RBR’s new report Global Payment Cards Data and Forecasts to 2023, shows that the number of merchant outlets accepting card payments worldwide grew by 13 percent in 2017 to reach 69.2 million at the end of the year.

The two least developed regions in terms of acceptance, Asia-Pacific and central and eastern Europe, were also those which grew the fastest, driven in part by new regulations. For example, in India the government has placed caps on terminal charges and has also put pressure on banks – many of which are state-owned – to increase efforts to recruit merchants. In Czechia, merchants are now required to keep electronic records of sales, and accepting cards at EFTPOS terminals allows them to do so efficiently.
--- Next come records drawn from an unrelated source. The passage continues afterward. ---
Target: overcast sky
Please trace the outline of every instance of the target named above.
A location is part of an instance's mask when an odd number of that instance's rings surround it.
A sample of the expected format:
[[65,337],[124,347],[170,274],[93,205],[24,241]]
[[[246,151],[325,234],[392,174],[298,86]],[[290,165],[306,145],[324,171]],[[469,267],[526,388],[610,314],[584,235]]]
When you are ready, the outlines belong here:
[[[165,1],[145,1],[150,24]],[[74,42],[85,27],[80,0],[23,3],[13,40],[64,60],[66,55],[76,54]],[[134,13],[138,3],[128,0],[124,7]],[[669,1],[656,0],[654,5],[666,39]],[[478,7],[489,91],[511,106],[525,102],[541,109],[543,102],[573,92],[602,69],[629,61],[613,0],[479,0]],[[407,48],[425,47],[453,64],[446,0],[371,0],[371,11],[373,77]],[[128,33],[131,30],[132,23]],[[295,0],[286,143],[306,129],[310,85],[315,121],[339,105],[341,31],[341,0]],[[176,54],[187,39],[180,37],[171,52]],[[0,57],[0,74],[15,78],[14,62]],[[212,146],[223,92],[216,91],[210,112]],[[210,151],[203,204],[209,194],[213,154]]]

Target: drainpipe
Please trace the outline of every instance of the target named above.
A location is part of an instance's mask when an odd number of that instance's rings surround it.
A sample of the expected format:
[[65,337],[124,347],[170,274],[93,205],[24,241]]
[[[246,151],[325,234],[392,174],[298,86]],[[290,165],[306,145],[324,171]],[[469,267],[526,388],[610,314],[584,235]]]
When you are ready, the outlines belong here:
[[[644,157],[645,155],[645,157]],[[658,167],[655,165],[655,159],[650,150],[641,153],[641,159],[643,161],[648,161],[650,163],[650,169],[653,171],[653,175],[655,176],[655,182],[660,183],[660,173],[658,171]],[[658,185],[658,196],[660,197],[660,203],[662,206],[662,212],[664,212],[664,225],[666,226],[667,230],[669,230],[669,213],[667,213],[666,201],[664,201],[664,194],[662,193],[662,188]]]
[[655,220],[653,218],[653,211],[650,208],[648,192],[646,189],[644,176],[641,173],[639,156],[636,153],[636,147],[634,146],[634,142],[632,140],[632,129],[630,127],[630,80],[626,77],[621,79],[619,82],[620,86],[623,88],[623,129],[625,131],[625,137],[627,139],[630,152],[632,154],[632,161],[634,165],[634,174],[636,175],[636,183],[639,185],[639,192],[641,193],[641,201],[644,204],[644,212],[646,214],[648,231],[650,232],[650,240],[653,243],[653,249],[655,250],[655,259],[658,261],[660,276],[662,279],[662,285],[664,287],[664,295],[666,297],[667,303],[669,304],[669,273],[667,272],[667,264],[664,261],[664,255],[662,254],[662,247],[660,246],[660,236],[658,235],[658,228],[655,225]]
Regulations on interchange fees are also having a knock-on effect on merchant service charges. As the fees which acquirers have to pay to issuers fall, merchants are more confident about refusing to pay higher fees themselves. This then encourages merchants to begin accepting cards when they were previously reluctant. This is most commonly the case in the European Union, where interchange fees were capped in 2015. It also applies in Brazil, where a cap on debit card interchange fees was announced in March 2018, and in Malaysia, where interchange fees have been capped since 2015 as part of the country’s Payment Card Reform Framework.

Financial inclusion initiatives and tourism drive acceptance

The number of outlets which accept cards is forecast to grow at an average of 8 percent per year between the end of 2017 and the end of 2023 to reach 111.7 million, according to RBR. There is potential for significant growth in some markets in Asia-Pacific, central and eastern Europe and the Middle East and Africa, as ongoing financial inclusion initiatives are boosting card issuance, thereby encouraging acceptance. Tourism can also be a significant driver of growth in acceptance; Japan is a prime example, where the 2020 Tokyo Olympics is driving the government to facilitate tourist spending.

Despite these measures, it should be noted that in many developing markets, acceptance is still held back by a lack of infrastructure or the geography of the country, for instance when it is made up of a large number of islands or has large remote, rural areas. Examples of this are Indonesia and the Philippines.

Daniel Dawson, who led the RBR study said: “Merchants across the world are being persuaded of the benefits of accepting cards, even for low-value payments. As consumers increasingly expect to be able to pay by card, the number of outlets where they can do so will continue to grow”.